Erkältung beim Kind – was kann man tun?

Egal ob Säugling, Kleinkind oder schon Schulkind – wenn der eigene Nachwuchs krank ist, leidet man als Eltern immer auch ein Stück weit mit. Aber auch wenn Erkältungen bzw. grippale Infekte ziemlich unangenehm sein können, so sind sie dennoch meistens recht harmlos und verschwinden von selbst wieder.
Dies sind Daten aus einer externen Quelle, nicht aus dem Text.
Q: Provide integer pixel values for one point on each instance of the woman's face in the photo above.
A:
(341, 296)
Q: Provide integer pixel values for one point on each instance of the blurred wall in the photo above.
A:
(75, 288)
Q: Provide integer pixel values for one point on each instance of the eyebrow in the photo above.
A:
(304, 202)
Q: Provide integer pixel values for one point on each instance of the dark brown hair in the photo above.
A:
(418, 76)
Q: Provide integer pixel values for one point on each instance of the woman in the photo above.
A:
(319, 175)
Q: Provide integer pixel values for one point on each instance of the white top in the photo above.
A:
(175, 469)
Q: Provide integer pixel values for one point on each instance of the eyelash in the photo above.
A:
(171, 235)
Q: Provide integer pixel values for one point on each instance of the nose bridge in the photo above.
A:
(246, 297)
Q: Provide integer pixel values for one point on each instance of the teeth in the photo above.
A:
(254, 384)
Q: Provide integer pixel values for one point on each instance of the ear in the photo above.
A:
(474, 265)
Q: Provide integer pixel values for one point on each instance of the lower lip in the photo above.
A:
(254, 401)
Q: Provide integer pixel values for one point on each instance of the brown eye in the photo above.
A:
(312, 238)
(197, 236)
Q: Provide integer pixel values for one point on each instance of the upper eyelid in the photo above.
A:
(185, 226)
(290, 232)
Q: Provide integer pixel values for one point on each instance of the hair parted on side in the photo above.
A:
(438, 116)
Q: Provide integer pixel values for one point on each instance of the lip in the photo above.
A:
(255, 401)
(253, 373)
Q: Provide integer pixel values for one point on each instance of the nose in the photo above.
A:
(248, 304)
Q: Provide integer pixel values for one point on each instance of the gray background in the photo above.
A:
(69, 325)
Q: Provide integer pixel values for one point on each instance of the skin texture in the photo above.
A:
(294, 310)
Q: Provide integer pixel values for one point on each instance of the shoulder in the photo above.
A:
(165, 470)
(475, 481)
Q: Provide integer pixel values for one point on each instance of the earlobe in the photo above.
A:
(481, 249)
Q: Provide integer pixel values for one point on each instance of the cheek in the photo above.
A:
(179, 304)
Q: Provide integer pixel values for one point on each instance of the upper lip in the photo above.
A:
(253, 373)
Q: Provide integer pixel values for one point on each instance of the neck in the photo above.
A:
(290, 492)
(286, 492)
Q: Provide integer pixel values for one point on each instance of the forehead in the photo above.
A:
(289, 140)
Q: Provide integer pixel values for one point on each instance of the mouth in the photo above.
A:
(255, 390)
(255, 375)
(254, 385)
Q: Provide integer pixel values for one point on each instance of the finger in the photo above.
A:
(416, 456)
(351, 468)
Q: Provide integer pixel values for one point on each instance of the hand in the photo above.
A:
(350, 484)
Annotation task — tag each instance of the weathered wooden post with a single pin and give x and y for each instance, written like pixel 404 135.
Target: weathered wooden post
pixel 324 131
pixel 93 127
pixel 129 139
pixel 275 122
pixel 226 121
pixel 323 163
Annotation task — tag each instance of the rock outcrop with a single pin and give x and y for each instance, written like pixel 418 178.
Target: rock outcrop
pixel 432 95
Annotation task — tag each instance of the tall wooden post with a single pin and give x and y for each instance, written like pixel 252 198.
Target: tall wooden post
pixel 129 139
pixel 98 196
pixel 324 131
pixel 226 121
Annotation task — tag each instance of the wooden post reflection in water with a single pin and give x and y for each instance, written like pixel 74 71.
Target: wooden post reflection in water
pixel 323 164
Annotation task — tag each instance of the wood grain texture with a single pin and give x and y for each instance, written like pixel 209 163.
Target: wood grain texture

Helfen Sie Ihrem kranken Kind, indem Sie sein Immunsystem bei der Bewältigung seiner Aufgaben unterstützen und dabei gleichzeitig für eine Linderung der akuten Beschwerden sorgen. Achten Sie insbesondere darauf, dass sich der Infekt nicht weiter ausbreitet und auf andere Körperregionen (Nasennebenhöhlen, Mittelohr, Bronchien) übergreift.  

Pflanzliche Arzneimittel für Kinder 

Imupret® N ist ein pflanzliches Arzneimittel, das eine einzigartige Kombination aus sieben heimischen Heilpflanzen enthält. Deren Inhaltsstoffe verfügen über antientzündliche, antivirale und antibakterielle Eigenschaften und wirken bereits bei den ersten Anzeichen einer Erkältung.  Es unterstützt den Körper bei der Abwehr von Erkältungsviren und mildert so auf natürliche Weise den Erkältungsverlauf. 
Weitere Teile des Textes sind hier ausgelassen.